The palates of consumers are ever changing, and in recent years tastes are trending towards bolder flavors from washed-rind cheeses.
“They have a lot more depth,” said Chris Roelli, Master Cheesemaker at Roelli Cheese Co. Inc. in Shullsburg, WI. “There's a lot more things going on, maybe some more character so to speak. No two are ever really the same.”
Roelli created a washed-rind, Alpine-style cheese called Little Mountain. A cheese that Roelli describes as having many layers of flavor.
“You've got not only the cultures within the cheese itself,” said Roelli, “but then you introduce an external culture that will interact with whatever the flora is in the air and certain things like that that will develop a whole new ecosystem on the outside of that cheese. And that's what will lend to the aroma and certain flavor characteristics of washed-rind cheese.”
Although many washed-rind cheeses can be used in a variety of cooking applications, they are often enjoyed alone as a snacking cheese.
Either way, washed-rind cheeses are gaining popularity among cheesemakers and chefs.
“People like their strong cheese,” said Myron Olson, Master Cheesemaker at Chalet Cheese Co-op in Monroe, WI,” and I think what you're seeing is you know this renaissance especially these last ten years there's a lot of artisan cheesemakers, it's becoming more popular, chefs are getting into it, restaurants are getting into it.”

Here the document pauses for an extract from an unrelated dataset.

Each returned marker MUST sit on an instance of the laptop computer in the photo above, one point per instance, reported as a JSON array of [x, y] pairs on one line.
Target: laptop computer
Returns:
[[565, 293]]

Olson has been making Limburger for years and says that the popularity of this aromatic cheese continues to grow.
“There is a good market out there for it,” said Olson, “and I think it's just something that's going to keep growing.”
Perhaps the most common question about washed-rind cheeses is whether the rind can, or should, be eaten. Although most rinds are edible, eating the rind is a matter of individual taste and comfort level.